Scalloped Hammerhead Shark

Galapagos Wildlife: School of hammerheads © Galapagos National Park

School of hammerheads © Galapagos National Park

Species Data

Common Name Scalloped hammerhead shark
Scientific Name Sphyrna lewini
Spanish Name Tiburón martillo
Conservation Status

Galapagos Graphics: IUCN Red List Endangered © Dan Wright




Size Up to 4.3 m
Average Lifespan 20 – 30 years
Predators Other sharks when young
Food Carnivore (fish, lobsters, shrimps, crabs, other sharks and stingrays)
Animal Class Fish

Species Overview

Scalloped hammerhead sharks are the most widely distributed of the hammerheads and can often be seen around the northern islands of Darwin and Wolf.

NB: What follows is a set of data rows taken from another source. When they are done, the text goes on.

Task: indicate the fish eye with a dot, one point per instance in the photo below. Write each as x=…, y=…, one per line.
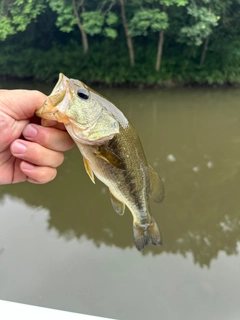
x=83, y=93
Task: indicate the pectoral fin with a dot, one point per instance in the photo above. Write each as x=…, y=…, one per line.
x=107, y=155
x=157, y=191
x=88, y=169
x=118, y=206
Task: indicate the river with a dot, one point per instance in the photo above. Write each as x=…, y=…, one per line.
x=63, y=246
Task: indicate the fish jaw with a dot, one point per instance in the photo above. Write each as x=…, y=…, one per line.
x=51, y=110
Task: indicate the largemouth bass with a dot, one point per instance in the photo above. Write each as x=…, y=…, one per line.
x=111, y=151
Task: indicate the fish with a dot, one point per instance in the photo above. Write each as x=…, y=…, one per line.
x=111, y=151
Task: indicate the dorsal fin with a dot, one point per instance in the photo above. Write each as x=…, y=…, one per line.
x=88, y=169
x=109, y=156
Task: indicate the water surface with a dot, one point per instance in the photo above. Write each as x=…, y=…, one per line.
x=63, y=246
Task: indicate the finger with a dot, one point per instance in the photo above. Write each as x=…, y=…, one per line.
x=37, y=174
x=36, y=154
x=50, y=138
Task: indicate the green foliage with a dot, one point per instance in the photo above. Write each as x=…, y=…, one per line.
x=148, y=20
x=94, y=21
x=204, y=22
x=15, y=15
x=65, y=18
x=43, y=50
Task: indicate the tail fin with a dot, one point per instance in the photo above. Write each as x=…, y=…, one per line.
x=146, y=233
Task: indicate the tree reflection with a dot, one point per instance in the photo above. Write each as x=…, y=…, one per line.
x=198, y=215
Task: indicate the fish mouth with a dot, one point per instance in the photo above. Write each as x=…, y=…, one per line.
x=52, y=108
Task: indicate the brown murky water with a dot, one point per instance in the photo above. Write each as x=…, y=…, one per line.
x=63, y=246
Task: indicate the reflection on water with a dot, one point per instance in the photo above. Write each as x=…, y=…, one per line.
x=192, y=139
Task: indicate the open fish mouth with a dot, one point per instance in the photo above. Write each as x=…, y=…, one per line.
x=53, y=107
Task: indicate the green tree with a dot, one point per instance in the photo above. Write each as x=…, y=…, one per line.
x=150, y=20
x=127, y=32
x=204, y=17
x=91, y=18
x=16, y=15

The Galapagos Marine Reserve is one of the few locations in the world where you can still observe scalloped hammerhead sharks gathering together in schools of several hundred.

Hammerhead sharks are one of the most recently evolved groups of sharks. Their hammer-shaped head likely evolved for several reasons including improving vision and providing a larger area for the electroreceptors which detect electrical signals, used when hunting on the seabed.

Due to human pressures including shark finning and bycatch, the scalloped hammerhead shark has been classified as ‘endangered’.